The 2nd EMA Conference on ‘The Future of Payments in Europe’, took place on 28 and 29 November 2007 at the Marriot West India Quay hotel in London. It focused on the forthcoming implementation by European member states of the Payment Services Directive. It brought together regulators and industry representatives for a discussion of the challenges member states face during implementation. The most significant issue to have come out of the conference was the need for a synchronised approach, providing a consistent legal regime for products. The flexible approach that the Directive provides for member state discretion, needed to be balanced against the need for a uniform consumer experience and legal clarity for service providers.

Discussions were had on the prudential framework for Payment Institutions, the likely time frames, membership for PI’s of payment schemes, including the card schemes, and the contribution of this new regime to competition and consumer value.

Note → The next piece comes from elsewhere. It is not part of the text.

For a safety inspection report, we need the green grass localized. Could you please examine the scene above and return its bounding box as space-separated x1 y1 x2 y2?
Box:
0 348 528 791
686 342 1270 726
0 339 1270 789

The relative advantages of treating micro enterprises as consumers were set out, and the UKdescribed the rationale for this proposal, and the limited ability of these businesses to influence contractual terms offered by payment service providers.

The scope of payment services received much attention as did the liability and obligations of PSP’s and the varying disclosure obligations set out in Titles III and IV of the Directive.

Participants had numerous opportunities to discuss issues of concern with others, be they fellow service providers, regulators or service provider professionals. It closed on the second day, with a free ranging debate on the future of payments, and the likely contribution of the new regime to these changes.